La pizza en su día: ¿por qué el 17 de enero?
Cuando hablamos del día mundial de la pizza, hay disidencias con respecto a cuándo se festeja. Si buscamos en internet, algunos sitios señalan que se celebra el 9 de febrero. Otros, el 17 de enero. Tal vez, la pizza – por ser el plato representativo de Italia – tenga más de una conmemoración. No sería raro, ya pasa con otras efemérides. Pero, ¿por qué es precisamente el 17 de enero? Todo tiene una explicación y la Giornata Mondiale della Pizza no es la excepción. La fecha fue elegida en honor a Sant’Antonio Abate, patrono de los pizzaioli. Es una figura también relacionada con uno de los cuatro elementos naturales, el fuego. Asimismo, en el año 2017, la pizza fue declarada Patrimonio Inmaterial de la Humanidad por la UNESCO, gracias a su importancia en la vida social y la transmisión de su esencia gastronómica entre generaciones.

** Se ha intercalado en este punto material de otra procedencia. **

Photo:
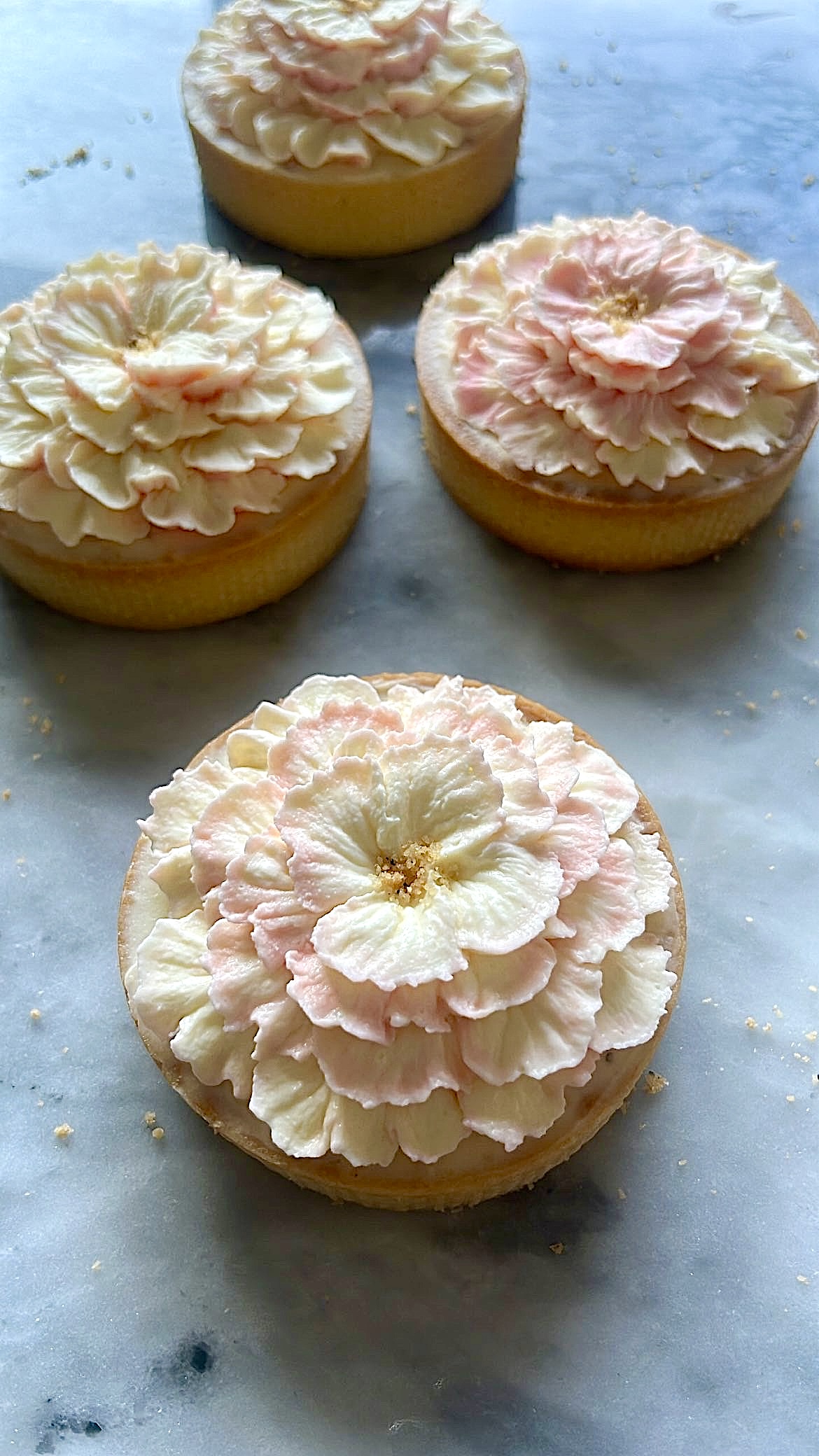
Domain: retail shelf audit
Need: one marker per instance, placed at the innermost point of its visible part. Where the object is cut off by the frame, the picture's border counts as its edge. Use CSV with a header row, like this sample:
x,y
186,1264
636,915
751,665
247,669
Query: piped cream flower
x,y
168,391
400,919
624,344
346,80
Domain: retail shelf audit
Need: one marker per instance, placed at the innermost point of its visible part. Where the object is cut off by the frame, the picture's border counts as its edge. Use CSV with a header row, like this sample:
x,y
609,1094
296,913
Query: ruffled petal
x,y
550,1032
637,986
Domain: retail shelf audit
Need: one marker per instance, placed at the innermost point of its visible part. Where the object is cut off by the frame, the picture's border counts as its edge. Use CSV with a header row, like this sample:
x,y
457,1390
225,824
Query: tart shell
x,y
478,1168
342,211
181,578
606,528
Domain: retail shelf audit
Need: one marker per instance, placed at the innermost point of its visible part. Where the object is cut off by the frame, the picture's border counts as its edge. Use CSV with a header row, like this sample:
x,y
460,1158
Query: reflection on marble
x,y
169,1296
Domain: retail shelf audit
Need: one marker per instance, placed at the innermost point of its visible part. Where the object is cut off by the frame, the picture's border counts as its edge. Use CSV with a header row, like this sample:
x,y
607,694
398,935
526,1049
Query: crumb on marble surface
x,y
654,1082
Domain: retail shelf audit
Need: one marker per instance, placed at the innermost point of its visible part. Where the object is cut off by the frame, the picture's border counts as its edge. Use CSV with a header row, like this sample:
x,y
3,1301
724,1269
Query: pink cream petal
x,y
405,1072
239,983
606,911
226,825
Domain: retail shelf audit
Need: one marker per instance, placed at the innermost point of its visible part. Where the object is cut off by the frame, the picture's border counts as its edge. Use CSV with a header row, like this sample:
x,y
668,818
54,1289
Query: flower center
x,y
407,876
622,309
139,342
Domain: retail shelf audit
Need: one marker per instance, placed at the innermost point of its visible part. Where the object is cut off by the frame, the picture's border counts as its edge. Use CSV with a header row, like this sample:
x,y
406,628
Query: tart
x,y
615,393
354,127
181,439
408,941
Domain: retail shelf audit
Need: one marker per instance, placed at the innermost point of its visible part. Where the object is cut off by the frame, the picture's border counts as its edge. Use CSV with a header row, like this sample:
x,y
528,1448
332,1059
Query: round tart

¿Quién fue Sant’Antonio Abate?
Al igual que sucede con otras festividades italianas, esta particular efeméride tiene relación con una figura cristiana. Es Sant’Antonio Abate, reconocido por su vínculo con los animales y también con los pizzaioli. Nació un 12 de enero de 251, en Egipto, en pleno Imperio Romano. Por el día de su muerte, el 17 de enero del año 356, fue elegida dicha fecha pizzera. Conocemos a esta figura a través de los ojos y palabras de otro santo, San Atanasio.
San Antonio fue un ermitaño egipcio que vivió en el siglo III. En la actualidad, se lo reconoce como fundador del movimiento eremítico. Es decir, de la corriente que promueve alejarse de los bienes terrenales y de la sociedad para profundizar la relación con Dios. De aquí, se conoce la palabra ermitaño. La tradición relata que Antonio Abad fue tentado en el desierto por el mismo demonio. Muchos artistas han tomado esta temática para sus obras, como es el caso de Bosch, Diego Rivera, Paul Cezzane y Salvador Dalí.
La pizza: desde Nápoles al mundo
Aún cuando el origen de la fecha tenga relación con Antonio Abad; los antecedentes de este arte culinario nos remiten a Nápoles. Como no podía ser de otra manera. Las leyendas pizzeras dicen que la autoría de la pizza moderna es obra de Raffaele Esposito, un panadero napoletano y dueño de Pizzeria di Pietro e Basta Cosi. Corría el siglo XIX. Hasta ese entonces, la pizza -como hoy la conocemos – no era la comida típica que degustamos. En cambio, estaba destinada a las clases sociales más bajas ya que reunía en un solo plato los ingredientes que se desechaban de otras preparaciones. Actualmente, diríamos que se usaba para “reciclar” sobrantes.
Raffaele Esposito era considerado el principal pizzero de Nápoles. Por lo tanto, frente a la visita inminente de la reina Margarita Teresa de Saboya en 1889, se le pidió que realice una preparación especial para la ocasión. Así nació la pizza Margherita como hoy la conocemos, entre cuyos ingredientes se destacan la mozzarella, el tomate y la albahaca fresca. A partir de ese momento, la pizza se democratizó y ya no distingue las clases sociales. En la actualidad, gracias a la inmigración, este plato típico italiano se prepara en todo el mundo con los ingredientes propios de cada país. De esta forma, la pizza es símbolo de integración, de unión entre generaciones y de interculturalidad.